Objective function 3 for the wind–solar hydrogen storage-independent microgrid, due to many external influences, after increasing the energy storage system, cannot completely guarantee the reliability of the system power supply [25]. The critical index of load shortage can refer to the power fluctuation problem. When the load is short of electricity, the system is more stable and reliable, and vice versa. Figure 3 shows the load power shortage operation flow in the wind–solar hydrogen storage microgrid system. E_lps shows a power shortage of the load, which can be expressed as

$$f_{\mathrm{L}}={\displaystyle \sum _{k=1}^n{E}_{lps}(k)}/{\displaystyle \sum _{k=1}^n{E}_L(k)}$$

(18)

When power generation from wind and solar meets the load requirements, when ΔE > 0, power shortage E_lps = 0, and the ΔE is judged, and different charging combination devices are selected. When ΔE is greater than or equal to the max range between the battery and hydrogen storage capacity, the maximum value of the battery and hydrogen storage is used for charging; When ΔE is greater than the maximum range of the battery capacity, the maximum value of the battery is used to charge, and the remaining electricity is used to charge the hydrogen storage. When ΔE exceeds the upper range of the hydrogen storage capacity, the maximum amount in hydrogen storage is used for charging. When ΔE becomes less than the maximum range of capacity of hydrogen storage, hydrogen storage is used for charging.

When the amount of wind–solar power generation satisfies the load requirement, that is, ΔE < 0, the wind–solar power generation is insufficient, so it is necessary to discharge the stored power to supplement the shortage of the system, judge ΔE, and choose different discharge combination distribution methods. When −ΔE is greater than or equal to the maximum range of the storage battery and hydrogen storage capacity, the maximum value of storage battery and hydrogen storage capacity is used for discharge. When −ΔE is greater than the maximum range of the battery capacity, the maximum value of the battery is employed for discharge, and the balance of the power is used to discharge on hydrogen energy storage. When −ΔE is greater than the maximum range of the hydrogen storage capacity, the maximum value of hydrogen storage is used for discharge. When −ΔE is less than the maximum range of hydrogen storage capacity, hydrogen storage is used for discharge.

3.2. Constraints

(1) Capacity constraints of hydrogen storage equipment:

$$V_{\min }\le V\le V_{\max }$$

(19)

where: V_min and V_max are the minimum and maximum capacities of the hydrogen storage tank.

(2) Capacity constraints of hydrogen storage equipment:

$$SOC\in \left[0,1\right]$$

(20)

where: SOC is the operating state of charge in the energy storage system.

(3) Power load constraint:

$$P_{\mathrm{L}}=P_{\mathrm{W}}+P_{\mathrm{PV}}+P_{{\mathrm{H}}_2}+P_{\mathrm{Li}}$$

(21)

where: P_L is the power load of the system, kW.
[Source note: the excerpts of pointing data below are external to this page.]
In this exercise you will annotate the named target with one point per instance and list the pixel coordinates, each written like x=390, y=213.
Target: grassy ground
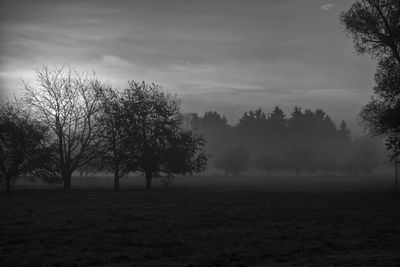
x=200, y=226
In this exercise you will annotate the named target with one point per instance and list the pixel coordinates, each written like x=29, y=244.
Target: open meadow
x=201, y=224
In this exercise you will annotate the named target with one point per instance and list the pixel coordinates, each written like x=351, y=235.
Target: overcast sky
x=227, y=56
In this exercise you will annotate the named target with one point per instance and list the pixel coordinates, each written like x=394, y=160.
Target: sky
x=222, y=55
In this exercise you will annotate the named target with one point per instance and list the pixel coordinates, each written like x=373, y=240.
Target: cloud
x=327, y=7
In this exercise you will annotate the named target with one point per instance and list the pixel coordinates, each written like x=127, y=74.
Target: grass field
x=202, y=225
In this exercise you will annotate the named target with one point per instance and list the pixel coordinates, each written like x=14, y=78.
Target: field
x=330, y=222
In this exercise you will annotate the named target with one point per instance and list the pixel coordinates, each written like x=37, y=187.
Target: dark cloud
x=228, y=50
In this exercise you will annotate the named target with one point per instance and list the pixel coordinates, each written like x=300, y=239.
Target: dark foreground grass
x=200, y=226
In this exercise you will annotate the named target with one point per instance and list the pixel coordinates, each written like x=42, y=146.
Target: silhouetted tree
x=161, y=146
x=119, y=144
x=375, y=28
x=234, y=160
x=216, y=130
x=21, y=143
x=66, y=102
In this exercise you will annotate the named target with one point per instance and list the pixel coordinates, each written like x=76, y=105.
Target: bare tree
x=67, y=102
x=21, y=143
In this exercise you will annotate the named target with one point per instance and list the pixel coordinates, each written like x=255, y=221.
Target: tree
x=375, y=28
x=235, y=161
x=118, y=143
x=21, y=143
x=67, y=102
x=161, y=146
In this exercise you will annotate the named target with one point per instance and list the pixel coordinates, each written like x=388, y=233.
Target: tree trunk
x=149, y=176
x=67, y=181
x=8, y=181
x=116, y=182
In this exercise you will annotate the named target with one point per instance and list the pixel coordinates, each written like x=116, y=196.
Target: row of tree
x=305, y=141
x=69, y=120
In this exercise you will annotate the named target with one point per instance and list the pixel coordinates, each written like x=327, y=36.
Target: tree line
x=68, y=120
x=305, y=141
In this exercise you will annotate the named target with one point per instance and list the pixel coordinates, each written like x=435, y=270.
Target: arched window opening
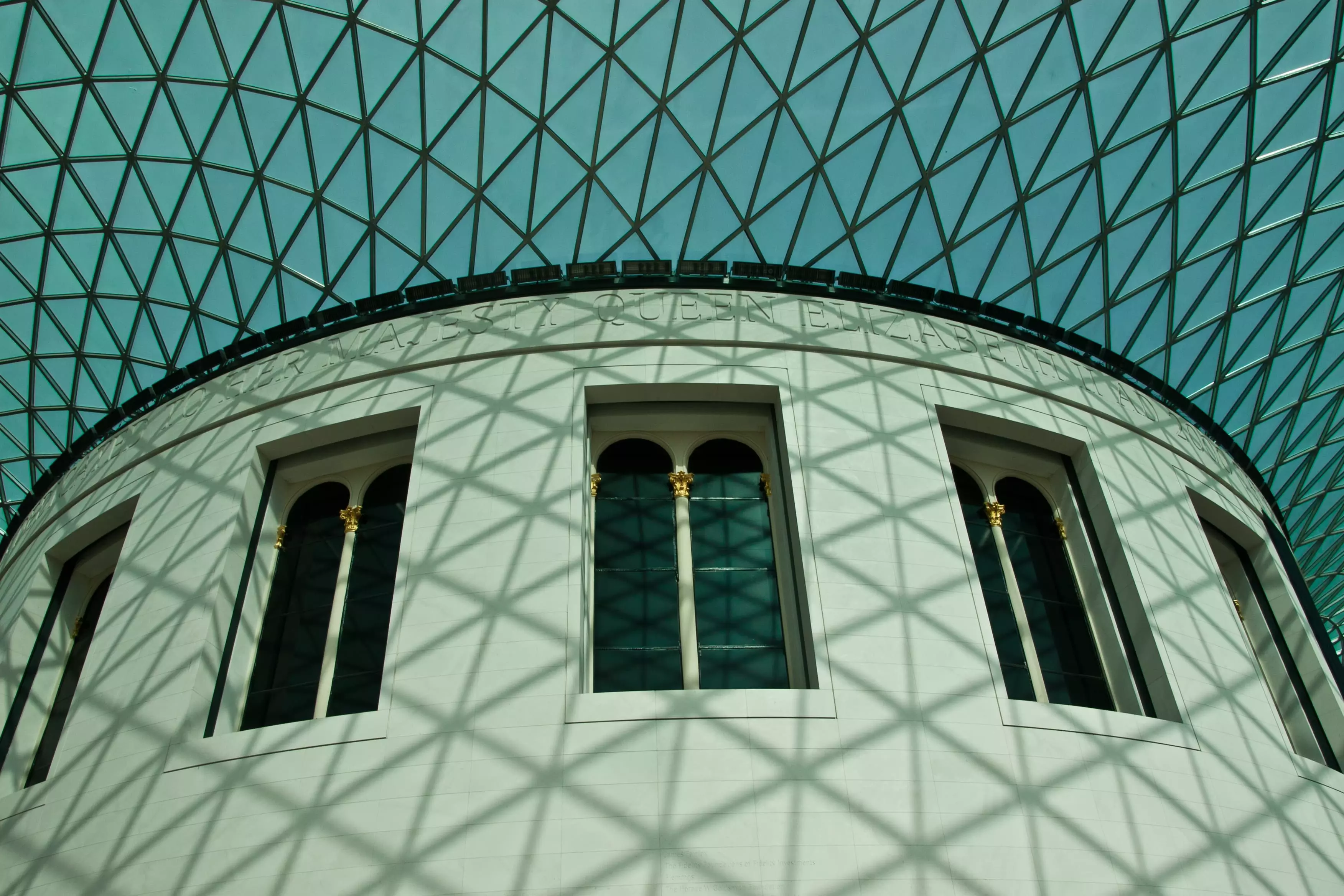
x=293, y=636
x=740, y=629
x=1066, y=649
x=85, y=625
x=369, y=598
x=636, y=626
x=994, y=585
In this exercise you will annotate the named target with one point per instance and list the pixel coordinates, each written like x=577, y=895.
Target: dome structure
x=1160, y=178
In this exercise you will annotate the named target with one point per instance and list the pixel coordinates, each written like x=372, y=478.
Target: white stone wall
x=484, y=772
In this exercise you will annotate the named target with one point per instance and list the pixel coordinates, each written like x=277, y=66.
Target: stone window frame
x=354, y=464
x=680, y=429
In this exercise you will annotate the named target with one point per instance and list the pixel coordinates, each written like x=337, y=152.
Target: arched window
x=369, y=598
x=85, y=625
x=687, y=582
x=324, y=631
x=1066, y=649
x=293, y=634
x=1046, y=598
x=636, y=631
x=994, y=585
x=738, y=626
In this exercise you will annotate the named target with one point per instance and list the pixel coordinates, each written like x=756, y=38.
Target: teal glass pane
x=1104, y=167
x=636, y=628
x=1059, y=629
x=293, y=634
x=369, y=596
x=994, y=585
x=737, y=597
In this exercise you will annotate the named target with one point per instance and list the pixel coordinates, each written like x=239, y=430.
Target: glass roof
x=1163, y=176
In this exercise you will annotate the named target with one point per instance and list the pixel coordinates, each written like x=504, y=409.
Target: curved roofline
x=601, y=276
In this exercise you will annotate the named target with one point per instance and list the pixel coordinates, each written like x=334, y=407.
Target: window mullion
x=1019, y=610
x=686, y=582
x=350, y=516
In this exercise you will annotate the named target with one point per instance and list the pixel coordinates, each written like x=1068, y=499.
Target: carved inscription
x=646, y=313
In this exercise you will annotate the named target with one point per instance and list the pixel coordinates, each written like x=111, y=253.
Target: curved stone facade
x=899, y=768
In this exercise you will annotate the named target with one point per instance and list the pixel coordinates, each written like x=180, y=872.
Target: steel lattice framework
x=1158, y=176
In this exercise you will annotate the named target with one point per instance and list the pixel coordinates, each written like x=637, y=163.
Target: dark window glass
x=1013, y=657
x=293, y=633
x=1065, y=647
x=636, y=632
x=369, y=596
x=737, y=600
x=66, y=691
x=1268, y=644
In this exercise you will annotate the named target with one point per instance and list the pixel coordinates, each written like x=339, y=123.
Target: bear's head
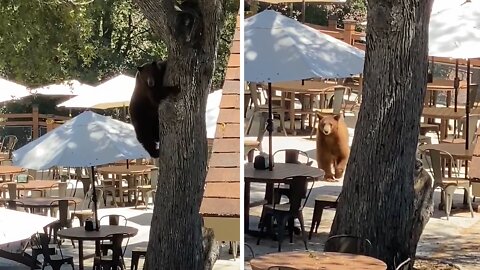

(4) Energy waste rate constraint:

Excess power is generated in the system when the power generated in the system is greater than the load demand in the system and the maximum energy stored in the system, resulting in wasted energy. This is because the capacity allocation is unreasonable, and the power generation unit is configured with excessive output. When the system energy waste rate is less, the system capacity allocation is more reasonable, which can significantly reduce the waste of resources.

$$f_{\mathrm{L}}<f_{set}$$

(22)

where: f_set is the control range of the energy waste efficiency of the system for a setting of 0.5.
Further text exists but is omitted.